Rescuers recovered two more bodies to bring the death toll in the Florida apartment block collapse to 24, authorities said Saturday, vowing to quickly raze the rest of the structure before the potential arrival of Tropical Storm Elsa.
Demolition workers will bring down the remainder of a partially collapsed condo building in South Florida ahead of the approaching storm that has heightened concerns that the structure could crumble dangerously on its own, officials said.
Ahead of the demolition, the search and rescue operation was suspended on Saturday.

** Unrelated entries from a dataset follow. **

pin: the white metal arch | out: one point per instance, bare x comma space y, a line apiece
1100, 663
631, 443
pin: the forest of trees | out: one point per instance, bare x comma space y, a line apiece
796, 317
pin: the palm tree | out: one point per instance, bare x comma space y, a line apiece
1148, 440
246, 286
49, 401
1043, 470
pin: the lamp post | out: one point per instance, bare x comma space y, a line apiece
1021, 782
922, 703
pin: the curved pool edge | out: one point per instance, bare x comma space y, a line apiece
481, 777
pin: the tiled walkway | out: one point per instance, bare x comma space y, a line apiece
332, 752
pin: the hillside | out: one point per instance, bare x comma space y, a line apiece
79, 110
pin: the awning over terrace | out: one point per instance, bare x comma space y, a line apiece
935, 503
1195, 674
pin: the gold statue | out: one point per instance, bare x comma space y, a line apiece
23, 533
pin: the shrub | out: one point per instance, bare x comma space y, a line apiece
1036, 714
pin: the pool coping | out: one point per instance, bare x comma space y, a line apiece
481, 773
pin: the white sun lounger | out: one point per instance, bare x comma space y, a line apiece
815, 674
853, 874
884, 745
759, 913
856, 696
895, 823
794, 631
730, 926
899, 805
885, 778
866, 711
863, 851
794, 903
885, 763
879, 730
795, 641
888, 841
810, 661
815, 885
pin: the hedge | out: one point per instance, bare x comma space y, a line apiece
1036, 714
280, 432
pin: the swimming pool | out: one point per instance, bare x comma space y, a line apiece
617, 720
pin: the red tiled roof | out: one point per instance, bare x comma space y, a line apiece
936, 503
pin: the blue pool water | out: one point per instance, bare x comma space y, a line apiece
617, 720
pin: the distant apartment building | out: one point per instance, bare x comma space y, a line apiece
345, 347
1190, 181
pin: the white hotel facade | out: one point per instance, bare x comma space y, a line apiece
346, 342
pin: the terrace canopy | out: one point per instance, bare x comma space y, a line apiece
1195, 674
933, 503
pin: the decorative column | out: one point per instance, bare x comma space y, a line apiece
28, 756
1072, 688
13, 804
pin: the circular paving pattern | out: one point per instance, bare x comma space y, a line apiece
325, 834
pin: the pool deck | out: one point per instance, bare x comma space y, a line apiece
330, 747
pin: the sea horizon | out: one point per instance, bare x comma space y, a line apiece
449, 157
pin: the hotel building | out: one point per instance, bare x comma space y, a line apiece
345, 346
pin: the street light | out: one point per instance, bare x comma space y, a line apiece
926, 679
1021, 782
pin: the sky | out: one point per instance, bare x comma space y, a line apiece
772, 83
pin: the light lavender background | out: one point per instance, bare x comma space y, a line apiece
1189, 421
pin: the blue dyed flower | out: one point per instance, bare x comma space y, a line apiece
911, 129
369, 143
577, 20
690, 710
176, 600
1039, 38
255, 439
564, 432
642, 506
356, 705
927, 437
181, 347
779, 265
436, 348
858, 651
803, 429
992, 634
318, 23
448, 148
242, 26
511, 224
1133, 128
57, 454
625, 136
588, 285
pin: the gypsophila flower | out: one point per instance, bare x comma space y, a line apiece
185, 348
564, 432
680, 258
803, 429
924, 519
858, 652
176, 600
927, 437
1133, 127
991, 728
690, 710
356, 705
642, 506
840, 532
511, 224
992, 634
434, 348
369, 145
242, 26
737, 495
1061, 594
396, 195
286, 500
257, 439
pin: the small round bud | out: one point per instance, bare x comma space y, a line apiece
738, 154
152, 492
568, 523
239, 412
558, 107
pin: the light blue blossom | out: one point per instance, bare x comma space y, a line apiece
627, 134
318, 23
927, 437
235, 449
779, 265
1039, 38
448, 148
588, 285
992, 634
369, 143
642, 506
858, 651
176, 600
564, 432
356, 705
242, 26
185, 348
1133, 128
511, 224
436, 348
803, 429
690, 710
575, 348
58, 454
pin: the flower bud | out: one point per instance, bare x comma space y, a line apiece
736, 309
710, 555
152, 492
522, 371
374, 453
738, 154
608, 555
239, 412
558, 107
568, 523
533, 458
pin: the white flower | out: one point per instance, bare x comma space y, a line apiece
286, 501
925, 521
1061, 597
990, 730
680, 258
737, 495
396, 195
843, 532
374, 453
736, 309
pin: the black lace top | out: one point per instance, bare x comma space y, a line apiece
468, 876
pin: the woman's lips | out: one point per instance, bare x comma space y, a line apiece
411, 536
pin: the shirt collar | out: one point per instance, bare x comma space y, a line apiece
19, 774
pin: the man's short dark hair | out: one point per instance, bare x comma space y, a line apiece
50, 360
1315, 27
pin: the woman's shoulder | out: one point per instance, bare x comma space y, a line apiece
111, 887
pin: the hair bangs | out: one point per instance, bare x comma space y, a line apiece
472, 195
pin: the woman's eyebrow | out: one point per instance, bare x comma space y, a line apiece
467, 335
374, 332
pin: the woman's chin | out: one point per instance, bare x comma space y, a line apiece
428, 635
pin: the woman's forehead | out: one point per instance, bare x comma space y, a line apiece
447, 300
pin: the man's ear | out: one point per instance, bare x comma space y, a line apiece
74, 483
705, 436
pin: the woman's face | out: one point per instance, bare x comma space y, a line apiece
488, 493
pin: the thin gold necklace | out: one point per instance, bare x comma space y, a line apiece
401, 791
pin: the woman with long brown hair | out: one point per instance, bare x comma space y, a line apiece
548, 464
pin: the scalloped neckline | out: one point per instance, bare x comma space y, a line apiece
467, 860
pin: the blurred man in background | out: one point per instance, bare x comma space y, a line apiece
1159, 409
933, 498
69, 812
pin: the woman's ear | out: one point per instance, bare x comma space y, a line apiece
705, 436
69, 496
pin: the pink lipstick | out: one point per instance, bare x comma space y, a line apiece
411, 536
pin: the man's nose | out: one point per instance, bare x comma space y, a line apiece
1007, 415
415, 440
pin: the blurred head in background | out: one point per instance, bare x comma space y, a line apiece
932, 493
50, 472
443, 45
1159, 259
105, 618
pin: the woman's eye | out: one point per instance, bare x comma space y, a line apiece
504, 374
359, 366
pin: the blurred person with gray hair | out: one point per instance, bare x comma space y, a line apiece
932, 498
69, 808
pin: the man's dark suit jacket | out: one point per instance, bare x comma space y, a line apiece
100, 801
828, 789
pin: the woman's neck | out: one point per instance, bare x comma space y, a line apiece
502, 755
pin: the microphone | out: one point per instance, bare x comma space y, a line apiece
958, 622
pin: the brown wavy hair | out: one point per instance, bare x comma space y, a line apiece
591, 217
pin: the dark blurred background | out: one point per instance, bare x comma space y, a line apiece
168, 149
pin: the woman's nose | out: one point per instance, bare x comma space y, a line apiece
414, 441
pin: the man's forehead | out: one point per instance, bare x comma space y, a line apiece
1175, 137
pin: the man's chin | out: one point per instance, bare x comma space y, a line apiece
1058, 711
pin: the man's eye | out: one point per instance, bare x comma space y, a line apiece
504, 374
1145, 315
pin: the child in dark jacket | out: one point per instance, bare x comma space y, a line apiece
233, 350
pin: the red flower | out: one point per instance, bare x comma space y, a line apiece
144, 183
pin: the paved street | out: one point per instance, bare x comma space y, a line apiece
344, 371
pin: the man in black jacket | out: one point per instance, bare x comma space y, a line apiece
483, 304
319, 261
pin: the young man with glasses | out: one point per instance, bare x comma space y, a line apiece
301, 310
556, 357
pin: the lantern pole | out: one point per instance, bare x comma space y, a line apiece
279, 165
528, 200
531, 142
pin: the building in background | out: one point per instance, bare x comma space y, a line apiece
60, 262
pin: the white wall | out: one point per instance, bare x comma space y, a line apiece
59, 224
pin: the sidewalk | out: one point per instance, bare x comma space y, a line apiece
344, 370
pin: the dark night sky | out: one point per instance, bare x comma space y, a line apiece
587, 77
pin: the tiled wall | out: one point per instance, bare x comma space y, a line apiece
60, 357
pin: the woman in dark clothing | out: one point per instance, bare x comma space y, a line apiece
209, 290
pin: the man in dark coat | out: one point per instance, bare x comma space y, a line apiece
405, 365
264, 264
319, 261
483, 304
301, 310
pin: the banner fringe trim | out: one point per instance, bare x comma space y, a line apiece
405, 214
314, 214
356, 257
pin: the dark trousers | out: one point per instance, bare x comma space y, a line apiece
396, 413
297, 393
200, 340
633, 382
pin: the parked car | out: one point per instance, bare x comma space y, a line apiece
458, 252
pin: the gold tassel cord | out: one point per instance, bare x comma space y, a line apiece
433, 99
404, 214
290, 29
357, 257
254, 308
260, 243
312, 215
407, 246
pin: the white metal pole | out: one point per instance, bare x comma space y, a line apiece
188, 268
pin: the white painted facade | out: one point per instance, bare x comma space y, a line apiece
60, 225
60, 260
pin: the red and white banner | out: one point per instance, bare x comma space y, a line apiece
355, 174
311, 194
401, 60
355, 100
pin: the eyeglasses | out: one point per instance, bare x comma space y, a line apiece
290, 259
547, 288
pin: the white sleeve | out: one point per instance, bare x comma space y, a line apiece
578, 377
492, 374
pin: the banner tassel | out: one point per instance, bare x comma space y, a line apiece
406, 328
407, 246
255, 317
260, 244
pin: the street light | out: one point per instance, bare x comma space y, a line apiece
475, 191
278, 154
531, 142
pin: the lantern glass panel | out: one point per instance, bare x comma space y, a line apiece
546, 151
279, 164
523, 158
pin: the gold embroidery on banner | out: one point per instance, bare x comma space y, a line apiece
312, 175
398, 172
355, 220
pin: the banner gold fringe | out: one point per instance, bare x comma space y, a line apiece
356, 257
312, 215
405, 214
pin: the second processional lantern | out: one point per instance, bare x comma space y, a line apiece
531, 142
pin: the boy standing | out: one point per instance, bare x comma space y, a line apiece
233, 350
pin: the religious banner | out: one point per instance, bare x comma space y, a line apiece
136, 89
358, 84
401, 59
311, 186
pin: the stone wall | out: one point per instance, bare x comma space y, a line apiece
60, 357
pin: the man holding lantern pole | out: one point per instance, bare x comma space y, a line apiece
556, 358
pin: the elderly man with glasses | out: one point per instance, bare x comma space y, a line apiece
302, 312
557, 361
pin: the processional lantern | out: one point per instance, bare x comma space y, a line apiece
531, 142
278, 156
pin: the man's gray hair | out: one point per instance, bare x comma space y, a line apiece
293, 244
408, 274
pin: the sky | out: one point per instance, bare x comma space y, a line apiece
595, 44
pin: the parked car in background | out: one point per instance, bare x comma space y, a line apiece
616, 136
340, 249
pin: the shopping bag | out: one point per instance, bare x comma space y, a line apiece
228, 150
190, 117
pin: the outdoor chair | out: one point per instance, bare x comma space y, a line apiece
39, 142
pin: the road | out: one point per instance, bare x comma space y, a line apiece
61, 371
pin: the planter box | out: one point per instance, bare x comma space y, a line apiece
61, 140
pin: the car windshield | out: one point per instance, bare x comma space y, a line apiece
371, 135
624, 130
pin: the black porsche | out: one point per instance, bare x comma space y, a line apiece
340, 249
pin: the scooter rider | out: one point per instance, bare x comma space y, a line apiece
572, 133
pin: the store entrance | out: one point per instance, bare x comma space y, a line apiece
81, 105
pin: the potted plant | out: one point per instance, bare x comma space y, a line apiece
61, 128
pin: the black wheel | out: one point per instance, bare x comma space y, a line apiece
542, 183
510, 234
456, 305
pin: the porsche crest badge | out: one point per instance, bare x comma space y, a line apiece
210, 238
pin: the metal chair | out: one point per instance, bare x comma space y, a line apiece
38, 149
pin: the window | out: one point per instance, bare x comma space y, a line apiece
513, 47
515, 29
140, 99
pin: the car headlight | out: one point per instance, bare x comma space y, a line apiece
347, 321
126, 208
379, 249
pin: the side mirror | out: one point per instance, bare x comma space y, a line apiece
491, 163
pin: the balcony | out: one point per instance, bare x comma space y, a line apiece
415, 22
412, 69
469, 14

Miami-Dade Assistant Fire Chief Raide Jadallah told family members that rescuers stopped their search at about 4 p.m., when demolition crews began boring holes into the concrete of the still-standing portion of Champlain Towers South in Surfside. The suspension prompted concern from one family member who called it “devastating” that work had to stop.
Jadallah said the work stoppage was a necessary safety measure because the drilling could cause the structure to collapse. If it does, he said, “It’s just going to collapse without warning.”
Also Saturday, the New York Times reported that engineers who have reviewed the building’s plans have noted a discrepancy between the original 1979 design plans and the steel reinforcement in key spots in the building, which were less than the designs had called for.
The preliminary assessments could explain the collapse of the building, though experts urged caution until the full investigation could be completed and noted that completed structures frequently deviate from the original plans.
Governor says demolition to be completed by Tuesday
With Tropical Storm Elsa looming in the Caribbean and forecast to move toward the state in the coming days, Florida Gov. Ron DeSantis said the building in Surfside is “tottering” and “structurally unsound” and demolishing it is the prudent thing to do.
The demolition could be a precarious operation as experts enter the building to bore into the structure and set explosives.
Concerns over its stability have curtailed the search in adjacent areas, and shifts detected by monitors early Thursday prompted a 15-hour suspension of the entire effort until engineers determined it was safe to resume.
Once it is demolished, the remnants will be removed immediately with the intent of giving rescuers access for the first time to parts of the garage area that are a focus of interest, Jadallah said. That could give a clearer picture of voids that may exist in the rubble and could possibly harbor survivors.
No one has been rescued alive since the first hours after the June 24 collapse. The town of Surfside, the site of the collapse, is at least a third Jewish, with a large Orthodox population. Several of the victims identified were part of this Jewish community.
Nine days after the collapse, 124 people are still listed as missing, said Miami-Dade County Mayor Daniella Levine Cava. Hopes of finding anyone alive are fast diminishing.
Most of the 12-story Champlain Towers South building collapsed in the early hours of June 24, sending up a huge cloud of dust and rattling Americans unprepared for such a deadly urban disaster.
DeSantis told reporters Saturday demolition work could be completed before Elsa arrives, probably on Tuesday.
Authorities had previously said the work could take weeks, but DeSantis, a Republican, said accelerating demolition was only prudent.
He said demolition could be completed within 36 hours — entailing “minimal work stoppage from the search and rescue teams” — and that work sifting through the existing debris could resume as soon as it is clear that no fires have erupted.
Some families had asked to be able to return to the building to retrieve personal belongings, but they will not be allowed to do so.
“At the end of the day, that building is too unsafe to let people go back in,” DeSantis said. “I know there’s a lot of people who were able to get out, fortunately, who have things there. We’re very sensitive to that, but I don’t think there’s any way you can let somebody go up in that building given the shape that it’s in now.’’
The governor also declared a state of emergency ahead of the storm’s arrival.
Miami-Dade fire chief Alan Cominsky said meanwhile several cases of Covid-19 had been detected in one team of searchers.
That team, he said, had been demobilized, and medical protocols put in place to isolate anyone affected.